Toplumsal barışın kaynağı ve dayanağı yurttaşların karşılıklı erdemli davranışıdır. Yaşamı çekilir kılan öğelerin başında güven, sevgi ve saygı gelir. İlişkilerinde bu değerlerden uzaklık ve yoksunluk bireyleri güçsüz ve niteliksiz kılar. Ama özellikle siyasal ortamdan kaynaklanan gerginlik ve karşıtlıklar, beklenen ve yaraşır olan dayanışmayı hemen kaldırır. Yaşamın güzellikleri, tadı ve yararlı etkileri anlayışsızlık ve kimi kişisel yanlışlıklarla geçersiz duruma düşer. Nedense kişisel ilişkilere gereken değeri vermiyor, özen göstermiyoruz. Bir birimizi kırmaktan kaçınmıyor, çekinmiyoruz. Özellikle siyasal nedenlerle karalamak ve kötülemek için her yola başvuruluyor.

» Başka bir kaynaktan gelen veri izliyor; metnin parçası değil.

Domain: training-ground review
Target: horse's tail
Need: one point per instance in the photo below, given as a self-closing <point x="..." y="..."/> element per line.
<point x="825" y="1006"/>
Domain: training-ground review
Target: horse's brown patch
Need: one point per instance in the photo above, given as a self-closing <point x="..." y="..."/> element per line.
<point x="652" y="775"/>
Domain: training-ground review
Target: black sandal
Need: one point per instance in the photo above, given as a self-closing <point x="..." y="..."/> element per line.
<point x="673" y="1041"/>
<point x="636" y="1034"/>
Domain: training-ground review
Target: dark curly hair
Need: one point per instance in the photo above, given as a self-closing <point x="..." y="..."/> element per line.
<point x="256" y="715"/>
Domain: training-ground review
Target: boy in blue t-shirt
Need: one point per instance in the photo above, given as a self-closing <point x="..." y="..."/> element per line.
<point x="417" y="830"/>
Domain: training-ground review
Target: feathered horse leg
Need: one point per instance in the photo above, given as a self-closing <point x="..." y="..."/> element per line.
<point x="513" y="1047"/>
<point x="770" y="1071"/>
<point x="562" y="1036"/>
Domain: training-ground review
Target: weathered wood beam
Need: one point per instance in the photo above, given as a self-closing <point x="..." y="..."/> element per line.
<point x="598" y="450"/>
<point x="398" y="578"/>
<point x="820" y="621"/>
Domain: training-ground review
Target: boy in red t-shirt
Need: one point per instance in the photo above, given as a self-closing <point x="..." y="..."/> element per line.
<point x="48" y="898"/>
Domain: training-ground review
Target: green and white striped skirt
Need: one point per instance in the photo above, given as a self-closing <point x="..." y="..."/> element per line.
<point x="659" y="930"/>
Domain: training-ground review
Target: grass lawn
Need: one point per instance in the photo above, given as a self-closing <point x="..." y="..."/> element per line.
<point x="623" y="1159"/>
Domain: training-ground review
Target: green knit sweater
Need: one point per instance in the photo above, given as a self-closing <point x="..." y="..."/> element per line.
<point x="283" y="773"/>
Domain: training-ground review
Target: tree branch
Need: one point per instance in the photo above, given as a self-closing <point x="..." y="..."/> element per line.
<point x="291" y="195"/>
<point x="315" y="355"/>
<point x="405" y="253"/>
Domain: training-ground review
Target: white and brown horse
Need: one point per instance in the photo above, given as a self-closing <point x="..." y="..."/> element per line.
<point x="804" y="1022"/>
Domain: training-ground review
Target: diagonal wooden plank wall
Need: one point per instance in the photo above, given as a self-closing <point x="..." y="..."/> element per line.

Olmadık nedenlerle karalamak için yalan söylenip yalan yazılabiliyor. Kendilerine ve görüşlerine katılmayanları, kendilerine yüz vermeyenleri, önemsemeyenleri, uşaklık ve uyduluklarını kınayanları, tutum ve davranışlarıyla utandıranları, örnek ve saygın kişilikleriyle, erişemeyecekleri düzeyleriyle kıskandıklarını gerçekdışı tutum ve davranışlarla karalayıp suçlamak hastalığı kimilerinin onulmaz nitelikleridir.

Özellikle siyasetin hortumlarıyla beslenip şımaranlar, yanlarına yaraşamıyacakları kimseleri yalan-dolanlarla karalayıp kötülerler. Bakılacak yüzü, sıkılacak eli olmayan sakıncalılar, dışlanan yüzsüzler ve yalakalar yaklaşamayacakları değerli kişilerin duyurduğu eziklikle paslı dillerini, kirli kalemlerini saldırılarının aracı olarak kullanırlar. Toplum yaşamını karartan bu tür eylemler çoğunlukla siyasal karşıtlık ya da yandaşlığın getirdiği bozukluklardır.

BAŞSAĞLIĞI

Niksar’da karşı komşumuz ve okul arkadaşlarım Mehmet ile Saliha’ nın kardeşi Prof. Ahmet AKSOY’un vefatını üzüntüyle öğrendim. Kendisine Tanrıdan engin rahmet, yakınlarına ve sevenlerine başsağlığı dilerim.